# NER with Dictionary of Diseases

In [1]:
import os
import re
import numpy as np

# Add functions in lib folder
import sys
import os
module_path = os.path.abspath(os.path.join('../code'))
if module_path not in sys.path:
    sys.path.append(module_path)
from lib.DataProcess import DataProcess
from lib.Jaccard import Jaccard

import spacy
from spacy.symbols import ORTH, LEMMA, POS

Using TensorFlow backend.


## Read the dataset

In [2]:
DATA_PATH = '../data/'

train_file = 'NCBI_corpus_training.txt'
test_file = 'NCBI_corpus_testing.txt'
diseases_file = 'diseases.txt'

with open(DATA_PATH + train_file, 'r') as fp:
    train_dataset = fp.readlines()

with open(DATA_PATH + test_file, 'r') as fp:
    test_dataset = fp.readlines()

dataset = train_dataset + test_dataset

with open(DATA_PATH + diseases_file, 'r') as fp:
    diseases = fp.readlines()

print('Dataset: %d' % len(dataset))
print('Diseases dictionary: %d' % len(diseases))

Dataset: 693
Diseases dictionary: 316


In [3]:
jaccard = Jaccard()
data_process = DataProcess(jaccard)

## Prepare data

This is a minimal preprocess of the data, as I do not want to remove any essential information from texts.

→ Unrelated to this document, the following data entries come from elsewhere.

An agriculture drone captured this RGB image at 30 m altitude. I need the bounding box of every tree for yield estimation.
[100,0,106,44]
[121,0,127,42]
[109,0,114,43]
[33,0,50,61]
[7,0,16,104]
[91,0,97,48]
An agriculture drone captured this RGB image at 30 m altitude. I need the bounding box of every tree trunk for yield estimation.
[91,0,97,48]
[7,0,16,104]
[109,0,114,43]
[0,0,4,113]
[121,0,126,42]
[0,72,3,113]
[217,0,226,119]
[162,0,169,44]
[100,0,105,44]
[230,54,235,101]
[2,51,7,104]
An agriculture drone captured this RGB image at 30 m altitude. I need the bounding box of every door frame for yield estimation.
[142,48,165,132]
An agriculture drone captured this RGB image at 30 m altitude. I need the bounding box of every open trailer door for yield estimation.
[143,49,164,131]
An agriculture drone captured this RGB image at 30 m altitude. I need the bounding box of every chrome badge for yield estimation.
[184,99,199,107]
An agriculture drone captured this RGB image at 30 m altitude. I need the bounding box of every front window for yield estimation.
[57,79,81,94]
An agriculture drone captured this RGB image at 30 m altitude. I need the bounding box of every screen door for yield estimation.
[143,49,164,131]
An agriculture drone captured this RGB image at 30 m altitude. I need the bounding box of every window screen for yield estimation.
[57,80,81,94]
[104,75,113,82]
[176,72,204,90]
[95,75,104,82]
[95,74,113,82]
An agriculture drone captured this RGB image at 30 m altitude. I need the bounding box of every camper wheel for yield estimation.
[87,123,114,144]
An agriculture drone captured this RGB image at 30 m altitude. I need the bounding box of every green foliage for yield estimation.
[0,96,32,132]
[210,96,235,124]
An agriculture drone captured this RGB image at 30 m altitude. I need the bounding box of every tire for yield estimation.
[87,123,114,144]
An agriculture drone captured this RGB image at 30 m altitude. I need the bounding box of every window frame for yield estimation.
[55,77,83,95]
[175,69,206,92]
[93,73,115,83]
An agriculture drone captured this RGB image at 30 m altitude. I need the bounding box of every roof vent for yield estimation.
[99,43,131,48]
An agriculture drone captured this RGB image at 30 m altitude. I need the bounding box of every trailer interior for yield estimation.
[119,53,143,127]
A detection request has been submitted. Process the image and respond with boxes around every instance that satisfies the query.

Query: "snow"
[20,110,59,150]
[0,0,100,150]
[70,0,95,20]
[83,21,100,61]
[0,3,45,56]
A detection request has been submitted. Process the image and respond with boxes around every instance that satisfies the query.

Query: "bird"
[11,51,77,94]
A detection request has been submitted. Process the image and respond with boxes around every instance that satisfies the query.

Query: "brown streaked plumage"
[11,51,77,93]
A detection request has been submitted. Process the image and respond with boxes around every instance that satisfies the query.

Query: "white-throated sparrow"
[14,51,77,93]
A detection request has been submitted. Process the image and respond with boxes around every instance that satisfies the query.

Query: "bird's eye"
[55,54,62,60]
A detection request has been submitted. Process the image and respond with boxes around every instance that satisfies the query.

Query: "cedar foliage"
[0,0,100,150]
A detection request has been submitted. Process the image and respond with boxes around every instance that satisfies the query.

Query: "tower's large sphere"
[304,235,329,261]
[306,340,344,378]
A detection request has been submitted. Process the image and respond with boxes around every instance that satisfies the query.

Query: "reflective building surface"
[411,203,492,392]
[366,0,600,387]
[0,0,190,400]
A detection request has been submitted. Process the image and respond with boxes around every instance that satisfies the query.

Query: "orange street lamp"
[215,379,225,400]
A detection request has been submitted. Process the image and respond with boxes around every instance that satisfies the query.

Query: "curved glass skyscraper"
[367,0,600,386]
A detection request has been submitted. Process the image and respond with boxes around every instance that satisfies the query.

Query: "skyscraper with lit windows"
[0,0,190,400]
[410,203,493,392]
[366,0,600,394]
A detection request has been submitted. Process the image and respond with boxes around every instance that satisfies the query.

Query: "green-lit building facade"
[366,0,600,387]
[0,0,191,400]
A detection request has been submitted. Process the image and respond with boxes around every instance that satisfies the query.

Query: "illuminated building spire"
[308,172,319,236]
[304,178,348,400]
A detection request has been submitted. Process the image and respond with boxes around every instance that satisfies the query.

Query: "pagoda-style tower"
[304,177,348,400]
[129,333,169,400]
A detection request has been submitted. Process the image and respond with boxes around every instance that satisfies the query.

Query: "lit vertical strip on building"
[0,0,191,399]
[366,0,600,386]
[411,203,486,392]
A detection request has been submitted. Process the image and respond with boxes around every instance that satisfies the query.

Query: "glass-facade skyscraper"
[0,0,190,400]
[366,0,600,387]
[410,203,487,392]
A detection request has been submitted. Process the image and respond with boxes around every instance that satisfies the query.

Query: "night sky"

The dataset that I am using contains a number in the beginning of every text, thus I need to remove that number. Also, I replace the `category` tags with `<entity>`, so I can add them to the vocabular of Spacy.

In [4]:
dataset = data_process.apply_initial_cleaner(dataset)

print(dataset[0]) # Sample

Identification of APC2, a homologue of the <entity>adenomatous polyposis coli tumour</entity> suppressor .	The <entity>adenomatous polyposis coli ( APC ) tumour</entity>-suppressor protein controls the Wnt signalling pathway by forming a complex with glycogen synthase kinase 3beta ( GSK-3beta ) , axin / conductin and betacatenin . Complex formation induces the rapid degradation of betacatenin . In <entity>colon carcinoma</entity> cells , loss of APC leads to the accumulation of betacatenin in the nucleus , where it binds to and activates the Tcf-4 transcription factor ( reviewed in [ 1 ] [ 2 ] ) . Here , we report the identification and genomic structure of APC homologues . Mammalian APC2 , which closely resembles APC in overall domain structure , was functionally analyzed and shown to contain two SAMP domains , both of which are required for binding to conductin . Like APC , APC2 regulates the formation of active betacatenin-Tcf complexes , as demonstrated using transient transcriptio

I split the texts using the **Spacy Tokenizer**. Note that I split not only the words but also the sentences, so I consider each sentence as an independent input of the model.

In [5]:
tok_dataset = data_process.tokenize_texts(dataset)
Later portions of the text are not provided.